ATC – Chunyu Kun’s double discourse

ATC

Chunyu Kun
VERTICAL ALLIANCE or HORIZONTAL AXIS?

Chunyu Kun, a native of Qi, offered a persuasion that the king of Wei should join the Vertical Alliance in opposition to Qin. Because the king of Wei considered his argument subtle, he gave him ten chariots for a mission to Chu. As Chunyu Kun was taking his leave, he offered a persuasion that the king of Wei should join the Horizontal Axis with Qin, so the king of Wei canceled his mission. He failed not only in getting the ruler to join the Vertical Alliance, but also in having him join the Horizontal Axis. He would have been better off with fewer abilities and no eloquence at all.
On the Zhou tripods there is pictured the ancient artisan Chui chewing on his own fingers. By this means did the ancient kings illustrate the uselessness of excessive skill.
Id., 18/4.6


To honestly and adequatey advise the king facing an alternative, the counsellor must, in principle, to be clear about the pro and contra of each possible choice. Exposing both is not contradictory.
He has also to be clear about the advice he gives to the king.
Then he is supposed to persuade the king that this solution he recommends is the better one.
To persuade somebody of something, the most comfortable place for the counsellor is to exhibit some involvement in with it, that is to identify with the case, and exhibit the corresponding ethos.
In any case, the king has to ratify and reinvindicate the proposed solution.
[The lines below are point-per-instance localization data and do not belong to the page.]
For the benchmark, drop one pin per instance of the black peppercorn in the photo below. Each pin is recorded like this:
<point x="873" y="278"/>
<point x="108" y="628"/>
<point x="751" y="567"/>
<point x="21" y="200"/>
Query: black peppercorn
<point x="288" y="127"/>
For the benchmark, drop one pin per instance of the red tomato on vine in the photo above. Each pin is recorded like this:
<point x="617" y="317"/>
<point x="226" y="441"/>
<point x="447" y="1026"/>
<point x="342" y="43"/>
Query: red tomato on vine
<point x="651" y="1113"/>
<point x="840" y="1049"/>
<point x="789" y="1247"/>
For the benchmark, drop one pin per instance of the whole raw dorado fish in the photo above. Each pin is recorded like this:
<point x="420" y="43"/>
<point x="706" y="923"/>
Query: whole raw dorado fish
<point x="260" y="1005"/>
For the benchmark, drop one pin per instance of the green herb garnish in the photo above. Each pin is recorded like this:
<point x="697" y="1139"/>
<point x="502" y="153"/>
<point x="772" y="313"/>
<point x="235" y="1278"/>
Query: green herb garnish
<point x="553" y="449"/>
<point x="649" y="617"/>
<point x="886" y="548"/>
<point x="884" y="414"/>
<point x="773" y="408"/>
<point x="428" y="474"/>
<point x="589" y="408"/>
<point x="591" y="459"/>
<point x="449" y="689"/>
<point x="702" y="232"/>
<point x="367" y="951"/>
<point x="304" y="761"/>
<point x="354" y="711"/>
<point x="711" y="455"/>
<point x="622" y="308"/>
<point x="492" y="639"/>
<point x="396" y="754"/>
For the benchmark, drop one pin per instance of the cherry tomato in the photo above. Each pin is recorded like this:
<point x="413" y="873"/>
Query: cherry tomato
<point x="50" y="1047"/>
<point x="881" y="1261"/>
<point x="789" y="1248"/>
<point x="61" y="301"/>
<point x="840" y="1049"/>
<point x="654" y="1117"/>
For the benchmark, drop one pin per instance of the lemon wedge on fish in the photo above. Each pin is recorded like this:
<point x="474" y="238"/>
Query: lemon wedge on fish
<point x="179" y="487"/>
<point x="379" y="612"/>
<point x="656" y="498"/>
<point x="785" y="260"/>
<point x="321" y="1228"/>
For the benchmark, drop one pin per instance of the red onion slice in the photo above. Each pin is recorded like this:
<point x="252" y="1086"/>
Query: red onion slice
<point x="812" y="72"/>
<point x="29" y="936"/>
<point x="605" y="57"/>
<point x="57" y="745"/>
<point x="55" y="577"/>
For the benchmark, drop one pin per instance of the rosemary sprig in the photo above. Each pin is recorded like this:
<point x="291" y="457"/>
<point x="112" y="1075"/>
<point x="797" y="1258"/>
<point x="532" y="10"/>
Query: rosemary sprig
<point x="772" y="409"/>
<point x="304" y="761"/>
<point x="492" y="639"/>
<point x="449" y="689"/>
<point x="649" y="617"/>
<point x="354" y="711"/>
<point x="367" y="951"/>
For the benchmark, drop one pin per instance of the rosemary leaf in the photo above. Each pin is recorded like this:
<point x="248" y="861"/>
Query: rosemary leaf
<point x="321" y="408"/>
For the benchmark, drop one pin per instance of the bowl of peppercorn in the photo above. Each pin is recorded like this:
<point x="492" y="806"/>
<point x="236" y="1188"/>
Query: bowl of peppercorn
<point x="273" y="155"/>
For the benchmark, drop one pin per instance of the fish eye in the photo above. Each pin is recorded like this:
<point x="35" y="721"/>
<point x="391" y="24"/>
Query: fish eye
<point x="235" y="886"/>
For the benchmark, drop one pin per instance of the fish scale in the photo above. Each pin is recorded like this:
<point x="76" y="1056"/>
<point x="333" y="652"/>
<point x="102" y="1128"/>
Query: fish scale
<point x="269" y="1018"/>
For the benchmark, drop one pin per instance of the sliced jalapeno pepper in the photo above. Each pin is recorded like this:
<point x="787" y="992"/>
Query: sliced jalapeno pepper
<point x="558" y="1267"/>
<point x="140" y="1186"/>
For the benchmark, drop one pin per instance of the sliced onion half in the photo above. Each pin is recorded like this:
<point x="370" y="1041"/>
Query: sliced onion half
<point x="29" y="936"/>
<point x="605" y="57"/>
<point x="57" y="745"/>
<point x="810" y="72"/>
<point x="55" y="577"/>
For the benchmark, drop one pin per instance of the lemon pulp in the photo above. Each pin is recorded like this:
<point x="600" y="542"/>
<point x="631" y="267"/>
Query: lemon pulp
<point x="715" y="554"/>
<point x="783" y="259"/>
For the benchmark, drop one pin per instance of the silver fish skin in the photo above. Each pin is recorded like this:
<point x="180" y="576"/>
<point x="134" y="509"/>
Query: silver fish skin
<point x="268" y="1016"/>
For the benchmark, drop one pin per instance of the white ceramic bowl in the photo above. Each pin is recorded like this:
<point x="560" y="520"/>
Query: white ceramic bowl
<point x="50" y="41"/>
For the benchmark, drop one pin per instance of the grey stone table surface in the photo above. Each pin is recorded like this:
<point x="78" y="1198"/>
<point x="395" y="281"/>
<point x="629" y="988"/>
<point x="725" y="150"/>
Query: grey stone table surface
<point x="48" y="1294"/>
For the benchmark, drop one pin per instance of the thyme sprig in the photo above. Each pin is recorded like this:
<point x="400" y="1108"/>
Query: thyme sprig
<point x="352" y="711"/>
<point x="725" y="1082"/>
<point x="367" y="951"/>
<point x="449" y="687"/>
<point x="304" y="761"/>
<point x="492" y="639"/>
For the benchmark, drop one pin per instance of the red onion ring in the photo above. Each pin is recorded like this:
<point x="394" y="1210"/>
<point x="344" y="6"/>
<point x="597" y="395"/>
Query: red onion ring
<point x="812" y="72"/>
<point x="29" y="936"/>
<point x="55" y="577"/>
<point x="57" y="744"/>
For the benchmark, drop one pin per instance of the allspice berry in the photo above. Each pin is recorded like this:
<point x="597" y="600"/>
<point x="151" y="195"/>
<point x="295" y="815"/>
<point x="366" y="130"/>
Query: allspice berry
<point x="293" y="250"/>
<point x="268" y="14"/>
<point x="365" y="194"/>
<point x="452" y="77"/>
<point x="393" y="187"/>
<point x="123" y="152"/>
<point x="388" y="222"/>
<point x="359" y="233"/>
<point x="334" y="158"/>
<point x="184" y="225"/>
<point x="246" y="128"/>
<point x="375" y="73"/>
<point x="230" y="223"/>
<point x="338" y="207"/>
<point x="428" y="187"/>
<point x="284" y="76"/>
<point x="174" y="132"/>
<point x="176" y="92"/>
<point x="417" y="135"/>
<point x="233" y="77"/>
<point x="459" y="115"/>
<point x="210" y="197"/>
Chunyu Kun possibly did something like that, that is, convincingly recommended one, then the other solution.
The king is disoriented. Both advice are unexploitable by the king.
Chunyu Kun plays with the king’s, possibly because he wants to expose the lack of capacity of the king.  thinks that the king has no capacity to choose.

In this case, his speech  must underline the strengh and weaknesses of each solution.
A counsellor can honestly  blame and reject one possibility and recommend the other.